Mere decades ago, statisticians endeavored to produce reliable inferences from small data sets. With the widespread availability of computers and data storage, however, individuals, governments and businesses now generate immense quantities of data, in some cases more than can be effectively stored and analyzed. There is so much data today that the world’s data centres account for over one per cent of global power use.
Why we need both humans and computers to make data useful
Big data can be immensely valuable for predicting human needs and behaviour, refining products and for understanding global phenomena such as climate change. Yet, without statistical cunning, it is hard to separate the signal from the noise. To make the data useful, computer scientists and statisticians have developed sophisticated techniques for machine learning and data mining that parse and shape the data to answer specific questions about how things are and predict how things will be.
Machine learning concerns the development of new algorithms that enable computers to automatically learn how to solve complex tasks from data, like classifying images or driving a car. Data mining concerns the development of tools that enable people to ask and answer questions from massive quantities of data, ultimately to empower smart, informed decisions.
Helping undergraduates get an early start on data literacy
Historically, students only gained the knowledge and skills required for such high-level programming and data analysis in graduate programs, which means the demand for these skills far outstrips the supply of those who have them. UTSC’s Department of Computer and Mathematical Sciences is set to meet the demand, offering Canada’s first undergraduate program in statistics with a stream dedicated to machine learning and data mining.

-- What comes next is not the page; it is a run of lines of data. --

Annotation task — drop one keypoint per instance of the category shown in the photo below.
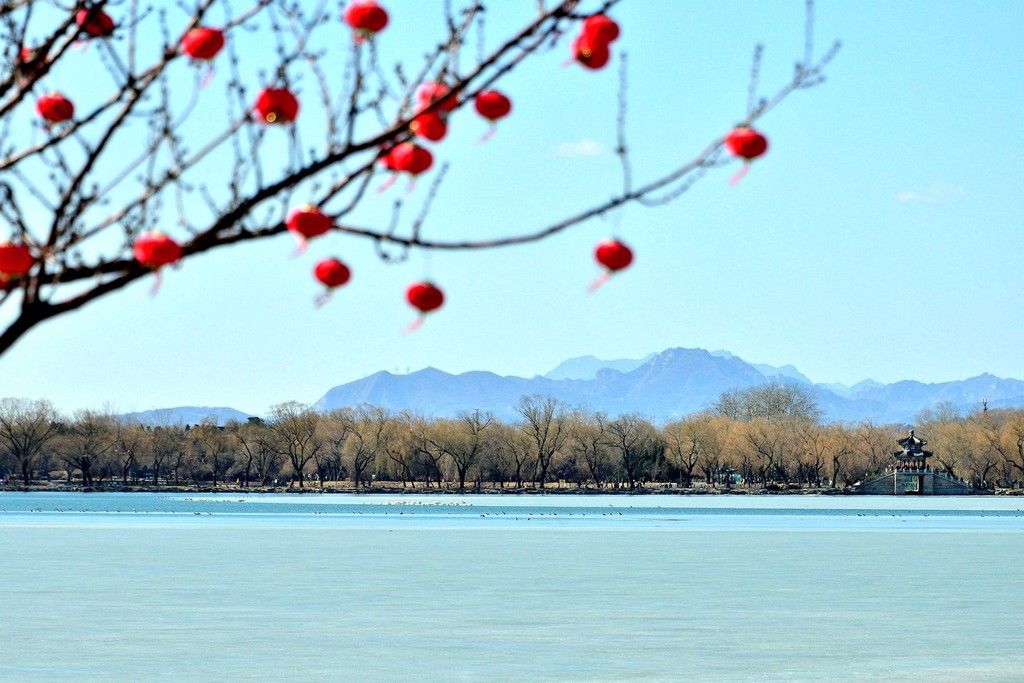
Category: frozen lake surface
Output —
(229, 587)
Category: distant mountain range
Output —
(184, 415)
(663, 386)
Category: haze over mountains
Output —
(662, 386)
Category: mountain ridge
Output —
(662, 386)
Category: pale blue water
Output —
(173, 587)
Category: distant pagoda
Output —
(909, 474)
(912, 455)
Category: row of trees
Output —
(764, 437)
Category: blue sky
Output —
(881, 236)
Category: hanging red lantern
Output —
(332, 272)
(430, 126)
(276, 105)
(54, 108)
(430, 92)
(366, 16)
(308, 221)
(411, 158)
(155, 250)
(747, 143)
(425, 297)
(601, 28)
(590, 52)
(493, 104)
(95, 23)
(14, 260)
(203, 43)
(613, 256)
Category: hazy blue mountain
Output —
(184, 415)
(784, 372)
(587, 367)
(665, 386)
(904, 399)
(673, 383)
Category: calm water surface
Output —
(228, 587)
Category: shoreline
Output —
(398, 491)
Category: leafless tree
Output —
(89, 438)
(81, 193)
(296, 435)
(545, 422)
(26, 428)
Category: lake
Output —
(104, 587)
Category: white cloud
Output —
(583, 147)
(939, 193)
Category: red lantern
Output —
(366, 16)
(203, 43)
(601, 28)
(614, 256)
(95, 23)
(590, 52)
(54, 108)
(412, 159)
(155, 250)
(745, 142)
(431, 126)
(14, 260)
(276, 105)
(430, 92)
(332, 272)
(308, 221)
(425, 297)
(493, 104)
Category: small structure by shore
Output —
(909, 474)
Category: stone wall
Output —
(907, 483)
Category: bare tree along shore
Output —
(765, 438)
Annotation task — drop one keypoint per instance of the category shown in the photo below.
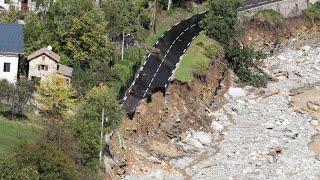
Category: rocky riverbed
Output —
(259, 133)
(269, 139)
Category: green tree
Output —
(40, 160)
(16, 96)
(88, 119)
(56, 96)
(221, 22)
(9, 169)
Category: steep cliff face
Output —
(157, 132)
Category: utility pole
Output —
(122, 48)
(169, 4)
(101, 134)
(154, 17)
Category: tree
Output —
(221, 22)
(88, 119)
(56, 96)
(9, 169)
(45, 160)
(15, 96)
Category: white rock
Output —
(236, 92)
(314, 122)
(195, 143)
(217, 126)
(203, 138)
(306, 48)
(285, 122)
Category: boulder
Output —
(204, 138)
(195, 143)
(314, 106)
(282, 58)
(217, 126)
(236, 92)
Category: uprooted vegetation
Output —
(269, 17)
(313, 12)
(196, 60)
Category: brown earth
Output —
(300, 101)
(149, 138)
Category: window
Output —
(6, 67)
(42, 67)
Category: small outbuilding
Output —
(44, 62)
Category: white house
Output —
(11, 46)
(44, 62)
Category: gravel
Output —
(269, 140)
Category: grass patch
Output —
(13, 133)
(269, 17)
(313, 11)
(197, 58)
(166, 19)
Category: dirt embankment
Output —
(151, 139)
(296, 30)
(162, 130)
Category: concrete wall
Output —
(43, 74)
(14, 63)
(289, 8)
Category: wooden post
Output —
(169, 4)
(154, 17)
(122, 48)
(101, 135)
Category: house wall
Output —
(289, 8)
(14, 63)
(43, 74)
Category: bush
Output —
(39, 161)
(15, 97)
(313, 11)
(242, 62)
(269, 17)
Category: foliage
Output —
(313, 11)
(8, 17)
(221, 21)
(99, 98)
(241, 60)
(221, 24)
(269, 17)
(44, 160)
(56, 96)
(15, 96)
(88, 120)
(13, 134)
(11, 170)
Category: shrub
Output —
(313, 11)
(15, 97)
(242, 62)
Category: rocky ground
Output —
(248, 133)
(269, 139)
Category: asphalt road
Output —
(160, 65)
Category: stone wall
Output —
(289, 8)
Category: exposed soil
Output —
(151, 139)
(300, 101)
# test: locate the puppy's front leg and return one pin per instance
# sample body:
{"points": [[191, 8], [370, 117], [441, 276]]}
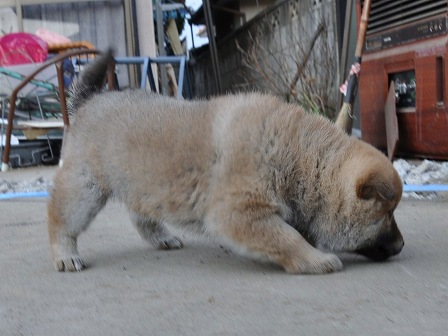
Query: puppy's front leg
{"points": [[272, 237]]}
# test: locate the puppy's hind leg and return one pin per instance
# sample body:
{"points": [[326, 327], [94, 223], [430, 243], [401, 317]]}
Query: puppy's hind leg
{"points": [[155, 233], [75, 200], [270, 236]]}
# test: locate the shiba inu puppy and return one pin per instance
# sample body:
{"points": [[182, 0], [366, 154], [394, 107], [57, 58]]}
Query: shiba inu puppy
{"points": [[263, 176]]}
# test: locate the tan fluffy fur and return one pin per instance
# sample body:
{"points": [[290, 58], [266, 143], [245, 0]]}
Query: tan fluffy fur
{"points": [[263, 176]]}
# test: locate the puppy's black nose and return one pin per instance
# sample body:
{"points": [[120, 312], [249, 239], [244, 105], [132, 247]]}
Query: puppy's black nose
{"points": [[387, 245]]}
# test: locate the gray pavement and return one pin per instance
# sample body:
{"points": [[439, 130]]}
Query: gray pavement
{"points": [[131, 289]]}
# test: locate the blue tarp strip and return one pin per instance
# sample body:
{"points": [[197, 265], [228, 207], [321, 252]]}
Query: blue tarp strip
{"points": [[38, 194], [425, 188], [406, 188]]}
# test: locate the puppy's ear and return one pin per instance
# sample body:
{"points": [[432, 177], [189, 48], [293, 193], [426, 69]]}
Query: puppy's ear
{"points": [[376, 184]]}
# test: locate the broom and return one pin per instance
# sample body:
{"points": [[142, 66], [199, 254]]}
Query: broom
{"points": [[350, 87]]}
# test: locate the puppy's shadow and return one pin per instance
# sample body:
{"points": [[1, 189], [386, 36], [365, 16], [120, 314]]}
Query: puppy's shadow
{"points": [[198, 255]]}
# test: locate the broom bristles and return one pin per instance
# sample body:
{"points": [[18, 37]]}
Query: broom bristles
{"points": [[344, 120]]}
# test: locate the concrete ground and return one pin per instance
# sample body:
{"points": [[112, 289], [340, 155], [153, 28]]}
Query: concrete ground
{"points": [[131, 289]]}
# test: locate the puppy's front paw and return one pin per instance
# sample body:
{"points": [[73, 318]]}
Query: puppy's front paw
{"points": [[170, 243], [318, 263], [69, 264]]}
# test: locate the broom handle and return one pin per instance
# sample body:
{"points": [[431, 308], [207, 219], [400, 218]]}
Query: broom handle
{"points": [[362, 30]]}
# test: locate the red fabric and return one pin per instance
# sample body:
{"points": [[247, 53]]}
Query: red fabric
{"points": [[22, 48]]}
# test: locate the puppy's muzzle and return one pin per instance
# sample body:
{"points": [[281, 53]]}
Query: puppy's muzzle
{"points": [[387, 244]]}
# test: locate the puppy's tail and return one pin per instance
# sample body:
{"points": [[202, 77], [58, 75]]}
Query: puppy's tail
{"points": [[91, 81]]}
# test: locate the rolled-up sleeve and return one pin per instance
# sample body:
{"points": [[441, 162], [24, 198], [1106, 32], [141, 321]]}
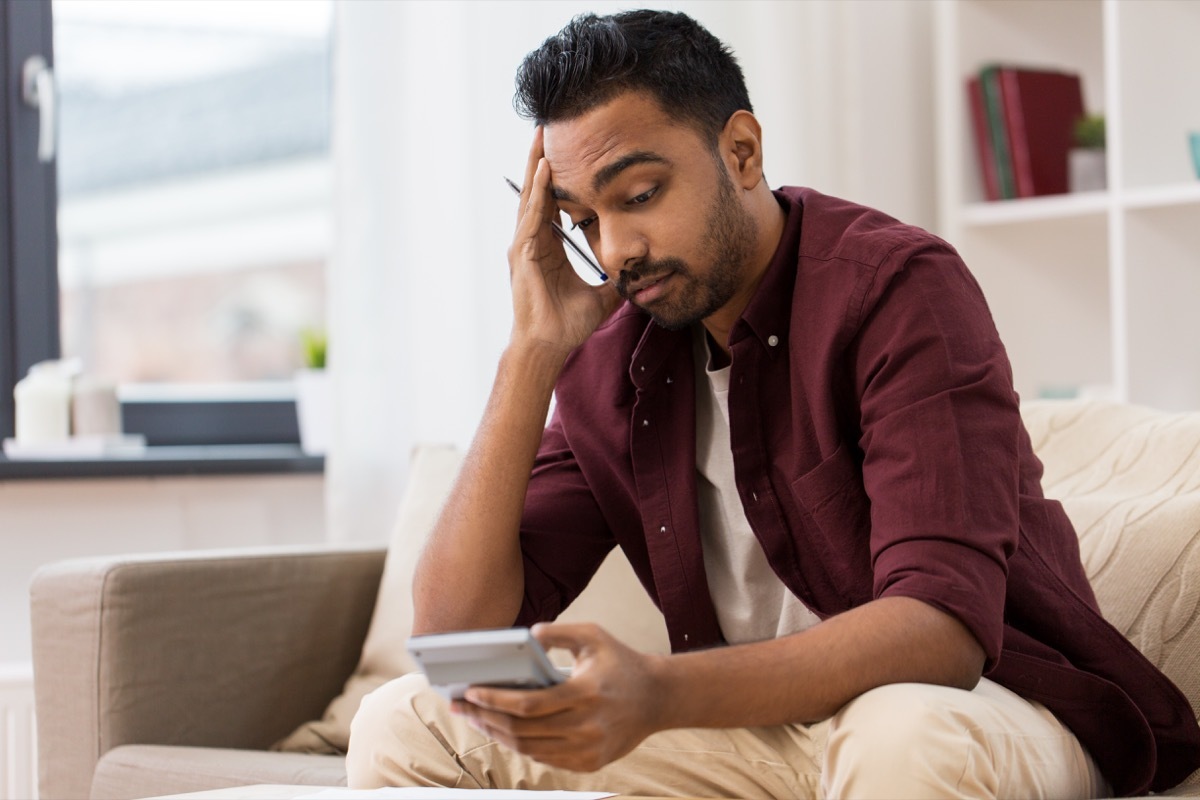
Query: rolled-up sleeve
{"points": [[564, 537], [940, 431]]}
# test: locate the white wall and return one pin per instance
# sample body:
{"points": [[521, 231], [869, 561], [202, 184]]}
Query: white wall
{"points": [[48, 521]]}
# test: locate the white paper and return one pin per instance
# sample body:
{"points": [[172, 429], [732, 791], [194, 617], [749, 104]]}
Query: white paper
{"points": [[425, 793]]}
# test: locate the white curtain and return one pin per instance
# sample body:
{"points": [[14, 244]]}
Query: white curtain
{"points": [[424, 132]]}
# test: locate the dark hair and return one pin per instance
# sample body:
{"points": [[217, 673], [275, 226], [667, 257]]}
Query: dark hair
{"points": [[694, 77]]}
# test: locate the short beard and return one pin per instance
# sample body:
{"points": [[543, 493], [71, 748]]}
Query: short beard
{"points": [[730, 239]]}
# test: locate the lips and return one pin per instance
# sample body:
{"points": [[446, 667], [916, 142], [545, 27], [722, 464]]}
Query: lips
{"points": [[647, 290]]}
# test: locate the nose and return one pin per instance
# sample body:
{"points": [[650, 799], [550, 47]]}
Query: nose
{"points": [[618, 245]]}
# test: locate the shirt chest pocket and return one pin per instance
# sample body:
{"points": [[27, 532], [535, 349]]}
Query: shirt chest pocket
{"points": [[837, 515]]}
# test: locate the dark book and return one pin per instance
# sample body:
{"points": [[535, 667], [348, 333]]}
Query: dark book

Beyond teaching the basics, the cutting edge program will introduce students to the latest research and the latest developments in the industry. The department recently hired Daniel Roy, an expert in machine learning and the emerging area of probabilistic programming, and Ashton Anderson, an expert in devising ways to glean valuable information that predicts the behaviour of the users of massive social networks.
“Tremendous demand for students who have these skills”
As Professor and Chair David Fleet explains, his multidisciplinary department is uniquely suited to provide such a program, bringing together the exact mix of expertise required to crunch the data: statisticians, mathematicians and computer scientists. As the first cohort of graduates emerge, industry, governments and graduate schools will inevitably snap them up.
Fleet sees “a demand for a new generation of young professionals who are extremely well schooled in machine learning and data mining, and who will push the envelope of what we can do with big data. We believe there will be tremendous demand for students who have these skills.” The department’s other stream in quantitative finance has already proven immensely popular with students.
The Statistical Machine Learning and Data Mining stream will be in high demand from students. But for those lucky enough to get in, there is no telling what challenges their skills will address as they draw sharp signals out of the noise of big data.